Caring for and about university legacy medical collections
Background
This project responds to the complex challenges of caring for and about university legacy collections. Universities internationally are being forced to reckon with legacies of their colonial pasts and histories including the use of bodies of the disenfranchised dead as resources. In Ireland, the Human Tissue (Transplantation, Post-Mortem, Anatomical Examination and Public Display) Act 2024 brings further urgency to these challenges due to its requirements that any “storage, handling, transportation, disposal or return” of human bodies or body parts must “have due regard to the dignity, bodily integrity and privacy of the deceased person.”
The goals of the project are to:
- bring feminist and decolonial ideas about care and decolonisation of the university into conversation with legal and bioethical debates about the dead, and medical museum debates about the pedagogical and research potentials of legacy collections.

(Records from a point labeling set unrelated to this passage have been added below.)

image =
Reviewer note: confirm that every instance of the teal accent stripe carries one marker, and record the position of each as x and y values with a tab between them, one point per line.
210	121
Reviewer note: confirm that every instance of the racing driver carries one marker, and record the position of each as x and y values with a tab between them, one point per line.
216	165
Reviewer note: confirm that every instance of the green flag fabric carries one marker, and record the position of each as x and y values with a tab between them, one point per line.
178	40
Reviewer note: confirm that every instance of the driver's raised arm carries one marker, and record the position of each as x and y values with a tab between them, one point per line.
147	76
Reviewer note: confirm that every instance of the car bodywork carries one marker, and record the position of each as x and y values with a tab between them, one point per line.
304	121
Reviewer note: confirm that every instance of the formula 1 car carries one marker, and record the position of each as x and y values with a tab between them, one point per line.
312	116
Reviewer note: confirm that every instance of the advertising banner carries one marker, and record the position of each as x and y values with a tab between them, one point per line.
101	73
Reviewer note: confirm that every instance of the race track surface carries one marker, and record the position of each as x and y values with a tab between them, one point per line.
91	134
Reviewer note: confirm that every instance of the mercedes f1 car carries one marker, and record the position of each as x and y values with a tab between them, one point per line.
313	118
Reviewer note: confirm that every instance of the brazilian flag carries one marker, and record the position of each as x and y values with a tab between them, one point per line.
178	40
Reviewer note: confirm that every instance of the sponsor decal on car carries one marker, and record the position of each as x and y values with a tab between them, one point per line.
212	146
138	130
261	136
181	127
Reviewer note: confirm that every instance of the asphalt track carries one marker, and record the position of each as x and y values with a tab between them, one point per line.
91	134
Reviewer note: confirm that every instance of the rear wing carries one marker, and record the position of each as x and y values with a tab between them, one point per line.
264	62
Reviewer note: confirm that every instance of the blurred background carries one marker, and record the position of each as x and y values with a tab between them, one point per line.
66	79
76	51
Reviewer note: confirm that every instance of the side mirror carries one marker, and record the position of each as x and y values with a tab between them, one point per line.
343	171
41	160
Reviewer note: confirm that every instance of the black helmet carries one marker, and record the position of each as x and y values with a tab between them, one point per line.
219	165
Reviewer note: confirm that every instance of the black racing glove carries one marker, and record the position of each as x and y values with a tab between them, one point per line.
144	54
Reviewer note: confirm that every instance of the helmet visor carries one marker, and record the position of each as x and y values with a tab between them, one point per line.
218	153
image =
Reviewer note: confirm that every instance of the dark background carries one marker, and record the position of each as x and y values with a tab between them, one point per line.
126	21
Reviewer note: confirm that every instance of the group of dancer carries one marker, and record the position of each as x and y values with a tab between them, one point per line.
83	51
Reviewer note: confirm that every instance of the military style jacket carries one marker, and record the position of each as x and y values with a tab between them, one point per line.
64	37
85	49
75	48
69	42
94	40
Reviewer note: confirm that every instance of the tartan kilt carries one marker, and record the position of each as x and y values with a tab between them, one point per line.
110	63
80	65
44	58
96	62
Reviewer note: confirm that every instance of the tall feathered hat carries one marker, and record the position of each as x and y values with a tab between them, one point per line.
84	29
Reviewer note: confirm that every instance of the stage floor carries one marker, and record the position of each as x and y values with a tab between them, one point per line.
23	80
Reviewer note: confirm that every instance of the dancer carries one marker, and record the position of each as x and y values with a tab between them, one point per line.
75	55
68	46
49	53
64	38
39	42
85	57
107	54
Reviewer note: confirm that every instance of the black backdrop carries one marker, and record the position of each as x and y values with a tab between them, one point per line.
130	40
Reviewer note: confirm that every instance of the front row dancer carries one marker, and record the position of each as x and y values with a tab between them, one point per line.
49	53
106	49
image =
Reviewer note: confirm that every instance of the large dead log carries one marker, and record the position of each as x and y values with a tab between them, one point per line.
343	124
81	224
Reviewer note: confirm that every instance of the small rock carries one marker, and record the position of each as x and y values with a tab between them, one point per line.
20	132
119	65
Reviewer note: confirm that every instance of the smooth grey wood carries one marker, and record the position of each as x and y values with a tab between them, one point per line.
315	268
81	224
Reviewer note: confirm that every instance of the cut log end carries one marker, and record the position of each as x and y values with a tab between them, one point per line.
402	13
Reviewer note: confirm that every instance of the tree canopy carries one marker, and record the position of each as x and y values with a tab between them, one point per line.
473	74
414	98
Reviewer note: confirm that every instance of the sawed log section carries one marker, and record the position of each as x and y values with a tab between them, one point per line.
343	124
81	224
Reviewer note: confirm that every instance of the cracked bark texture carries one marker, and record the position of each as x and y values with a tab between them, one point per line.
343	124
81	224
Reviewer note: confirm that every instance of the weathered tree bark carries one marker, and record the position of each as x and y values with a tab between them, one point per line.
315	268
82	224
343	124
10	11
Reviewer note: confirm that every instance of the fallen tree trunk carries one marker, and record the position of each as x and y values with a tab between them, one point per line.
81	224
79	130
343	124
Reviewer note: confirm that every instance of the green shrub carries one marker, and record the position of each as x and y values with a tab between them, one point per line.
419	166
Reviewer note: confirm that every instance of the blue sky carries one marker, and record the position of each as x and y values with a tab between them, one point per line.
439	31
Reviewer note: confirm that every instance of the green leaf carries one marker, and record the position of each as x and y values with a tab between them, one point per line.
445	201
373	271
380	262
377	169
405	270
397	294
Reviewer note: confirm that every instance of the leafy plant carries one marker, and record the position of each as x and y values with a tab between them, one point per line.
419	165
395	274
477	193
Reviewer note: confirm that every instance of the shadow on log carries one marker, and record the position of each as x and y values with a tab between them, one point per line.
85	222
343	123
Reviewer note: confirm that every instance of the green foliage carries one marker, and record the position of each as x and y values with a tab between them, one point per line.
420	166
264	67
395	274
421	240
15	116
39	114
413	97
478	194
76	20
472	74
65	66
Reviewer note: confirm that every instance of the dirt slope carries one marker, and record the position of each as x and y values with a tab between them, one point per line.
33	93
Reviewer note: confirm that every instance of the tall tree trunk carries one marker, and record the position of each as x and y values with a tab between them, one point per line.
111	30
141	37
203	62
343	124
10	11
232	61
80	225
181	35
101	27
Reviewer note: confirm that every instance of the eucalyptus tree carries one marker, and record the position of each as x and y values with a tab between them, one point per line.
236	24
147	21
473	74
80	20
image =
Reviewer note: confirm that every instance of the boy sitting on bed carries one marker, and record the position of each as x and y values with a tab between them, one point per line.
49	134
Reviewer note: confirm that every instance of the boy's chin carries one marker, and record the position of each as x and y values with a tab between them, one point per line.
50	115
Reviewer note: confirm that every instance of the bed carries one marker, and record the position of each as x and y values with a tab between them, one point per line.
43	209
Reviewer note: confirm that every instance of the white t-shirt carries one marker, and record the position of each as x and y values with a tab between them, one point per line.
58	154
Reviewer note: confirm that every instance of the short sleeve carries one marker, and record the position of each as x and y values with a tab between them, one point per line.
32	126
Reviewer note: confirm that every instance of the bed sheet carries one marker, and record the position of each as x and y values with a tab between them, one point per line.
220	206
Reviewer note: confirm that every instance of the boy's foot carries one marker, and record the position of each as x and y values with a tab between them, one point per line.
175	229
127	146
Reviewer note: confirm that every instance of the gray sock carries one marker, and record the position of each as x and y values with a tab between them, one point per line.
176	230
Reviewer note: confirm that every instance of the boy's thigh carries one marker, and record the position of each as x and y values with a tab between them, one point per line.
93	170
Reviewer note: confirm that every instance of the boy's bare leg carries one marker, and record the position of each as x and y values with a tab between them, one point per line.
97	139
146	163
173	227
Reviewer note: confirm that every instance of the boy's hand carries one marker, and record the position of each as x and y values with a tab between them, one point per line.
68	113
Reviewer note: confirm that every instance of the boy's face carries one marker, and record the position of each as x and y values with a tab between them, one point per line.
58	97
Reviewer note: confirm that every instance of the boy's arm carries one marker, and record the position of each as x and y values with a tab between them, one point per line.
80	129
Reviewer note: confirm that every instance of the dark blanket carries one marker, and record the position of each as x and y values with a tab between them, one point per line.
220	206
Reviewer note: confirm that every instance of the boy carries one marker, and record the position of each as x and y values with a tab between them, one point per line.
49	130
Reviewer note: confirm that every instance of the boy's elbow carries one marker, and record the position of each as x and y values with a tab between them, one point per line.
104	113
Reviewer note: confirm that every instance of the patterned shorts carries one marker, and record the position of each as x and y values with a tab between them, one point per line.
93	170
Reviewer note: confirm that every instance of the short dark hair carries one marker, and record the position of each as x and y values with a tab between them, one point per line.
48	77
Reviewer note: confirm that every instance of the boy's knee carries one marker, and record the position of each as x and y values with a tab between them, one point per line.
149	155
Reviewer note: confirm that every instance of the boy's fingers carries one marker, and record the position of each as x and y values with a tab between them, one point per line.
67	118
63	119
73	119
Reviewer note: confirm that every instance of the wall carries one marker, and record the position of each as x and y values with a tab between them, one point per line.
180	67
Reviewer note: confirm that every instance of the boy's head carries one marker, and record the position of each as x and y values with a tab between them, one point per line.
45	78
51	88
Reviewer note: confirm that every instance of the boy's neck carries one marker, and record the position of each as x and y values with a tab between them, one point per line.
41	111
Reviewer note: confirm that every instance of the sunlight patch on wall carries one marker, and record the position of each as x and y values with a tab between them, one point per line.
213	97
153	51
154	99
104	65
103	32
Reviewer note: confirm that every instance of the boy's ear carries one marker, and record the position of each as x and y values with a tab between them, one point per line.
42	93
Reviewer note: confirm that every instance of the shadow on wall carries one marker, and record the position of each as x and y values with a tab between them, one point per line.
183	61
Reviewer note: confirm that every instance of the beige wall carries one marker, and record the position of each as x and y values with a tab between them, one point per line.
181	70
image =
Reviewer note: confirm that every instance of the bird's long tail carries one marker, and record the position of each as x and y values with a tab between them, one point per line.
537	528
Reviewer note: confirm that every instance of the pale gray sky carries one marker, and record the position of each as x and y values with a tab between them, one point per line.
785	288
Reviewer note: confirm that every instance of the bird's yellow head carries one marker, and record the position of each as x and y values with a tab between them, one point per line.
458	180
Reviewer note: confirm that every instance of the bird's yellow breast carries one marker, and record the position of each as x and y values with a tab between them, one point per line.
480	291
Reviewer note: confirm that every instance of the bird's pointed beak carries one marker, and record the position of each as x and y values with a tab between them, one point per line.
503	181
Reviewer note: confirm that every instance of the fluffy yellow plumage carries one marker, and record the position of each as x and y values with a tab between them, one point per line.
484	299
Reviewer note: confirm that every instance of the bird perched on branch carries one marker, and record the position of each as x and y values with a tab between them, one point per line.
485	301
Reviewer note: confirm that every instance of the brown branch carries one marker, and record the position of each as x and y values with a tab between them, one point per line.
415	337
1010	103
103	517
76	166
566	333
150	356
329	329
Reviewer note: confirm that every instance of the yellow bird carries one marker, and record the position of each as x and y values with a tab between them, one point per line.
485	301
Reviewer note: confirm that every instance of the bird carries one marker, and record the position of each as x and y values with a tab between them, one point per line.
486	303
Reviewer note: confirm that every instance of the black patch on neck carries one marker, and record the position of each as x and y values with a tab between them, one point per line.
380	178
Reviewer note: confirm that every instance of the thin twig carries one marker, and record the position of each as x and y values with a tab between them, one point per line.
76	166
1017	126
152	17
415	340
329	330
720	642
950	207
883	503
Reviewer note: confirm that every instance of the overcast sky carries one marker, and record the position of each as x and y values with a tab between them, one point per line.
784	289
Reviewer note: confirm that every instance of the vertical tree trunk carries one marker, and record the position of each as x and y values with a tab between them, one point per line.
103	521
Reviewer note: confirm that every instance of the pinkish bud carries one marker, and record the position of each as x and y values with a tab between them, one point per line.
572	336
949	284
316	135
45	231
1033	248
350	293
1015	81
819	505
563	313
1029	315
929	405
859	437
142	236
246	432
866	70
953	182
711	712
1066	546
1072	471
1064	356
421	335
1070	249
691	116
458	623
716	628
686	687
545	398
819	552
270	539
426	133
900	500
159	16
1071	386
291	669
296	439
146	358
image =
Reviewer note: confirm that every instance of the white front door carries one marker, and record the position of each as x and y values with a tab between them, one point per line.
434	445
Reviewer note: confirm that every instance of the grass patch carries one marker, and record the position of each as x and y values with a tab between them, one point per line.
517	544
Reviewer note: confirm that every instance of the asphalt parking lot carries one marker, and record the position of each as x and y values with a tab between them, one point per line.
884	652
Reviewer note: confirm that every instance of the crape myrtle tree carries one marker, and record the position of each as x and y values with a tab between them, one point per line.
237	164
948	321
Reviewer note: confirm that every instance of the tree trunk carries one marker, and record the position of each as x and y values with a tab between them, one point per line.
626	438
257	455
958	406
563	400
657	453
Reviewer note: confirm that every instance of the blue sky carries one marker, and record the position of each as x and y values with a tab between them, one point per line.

- foster new collaborations involving researchers from the social sciences, humanities, law and medicine, members of the public, and museum specialists.
Research questions
- What are the current approaches to and challenges facing care of legacy medical collections in Ireland?
- What are the new challenges of caring for these collections posed by the 2024 Human Tissue Act?
- How/can the combined insights of different disciplinary and public debates about care of the dead body and body parts help us to re-imagine more careful and just futures for legacy medical collections?
Activities
Project activities include interdisciplinary workshops that will review current approaches to and challenges facing care of legacy medical collections in Ireland and internationally, and consider how feminist decolonial theorising and activism encourage us to rethink that care; site visits to legacy collections in University College Cork, Trinity College Dublin, Royal College of Physicians of Ireland, and the National Museum of Ireland; preliminary collaborative case study research with a 19th century pathology collection in UCC into its history of use and possible futures.
The Interdisciplinary Research Team at UCC
Dr. Órla O’Donovan (School of Applied Social Studies, UCC), Professor Louise Burke (Department of Pathology, University College Cork), Professor Mary Donnelly (School of Law, University College Cork), Dr. Barra O’Donnabhain, (Department of Archaeology, University College Cork), Dr. Róisín O’Gorman, (Department of Theatre, University College Cork).